Institute for Chemical Research, Kyoto University, Kyoto 611-0011, Japan.
J Control Release. 2012 Apr 30;159(2):181-8. doi: 10.1016/j.jconrel.2012.01.016. Epub 2012 Jan 21.
We investigated the biodistribution of arginine-rich cell-penetrating peptides (CPPs) in tumor-xenografted nude mice after intravenous injection of fluorescently labeled CPPs using in vivo imaging. The CPPs used included HIV-1 Tat (48-60), penetratin, and the L- and D-enantiomers of oligoarginines (8, 12, and 16 residues), all of which are reported to have high cell penetration. Among the tested peptides, high accumulation in tumors was observed for the D-form of octaarginine (r8), and glycosaminoglycans played a key role. Injection of an r8-doxorubicin conjugate (4mg doxorubicin/kg) effectively suppressed tumor proliferation, with no significant decrease in mouse weight, whereas administration of doxorubicin itself (6mg/kg), yielding a similar degree of tumor-growth suppression, resulted in significant weight loss. These results suggest the potential of r8 as a prototypic tumor-targeting vector.

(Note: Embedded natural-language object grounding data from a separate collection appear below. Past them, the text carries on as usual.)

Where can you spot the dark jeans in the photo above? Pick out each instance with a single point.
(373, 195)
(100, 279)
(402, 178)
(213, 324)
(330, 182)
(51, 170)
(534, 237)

我们通过活体成像技术研究了静脉注射荧光标记的富含精氨酸的细胞穿透肽(CPPs)后,CPPs 在肿瘤异种移植裸鼠体内的分布情况。所用的 CPP 包括 HIV-1 Tat(48-60)、Penetratin 以及寡精氨酸的 L-和 D-对映体(8、12 和 16 个残基),这些 CPP 均报道具有较高的细胞穿透能力。在测试的肽中,八聚精氨酸(r8)的 D-形式在肿瘤中有较高的蓄积,糖胺聚糖起着关键作用。注射 r8-阿霉素缀合物(4mg 阿霉素/公斤)可有效抑制肿瘤增殖,而小鼠体重无明显下降,而给予阿霉素本身(6mg/公斤),虽然也能达到相似程度的肿瘤生长抑制,但导致明显的体重下降。这些结果表明 r8 具有作为典型的肿瘤靶向载体的潜力。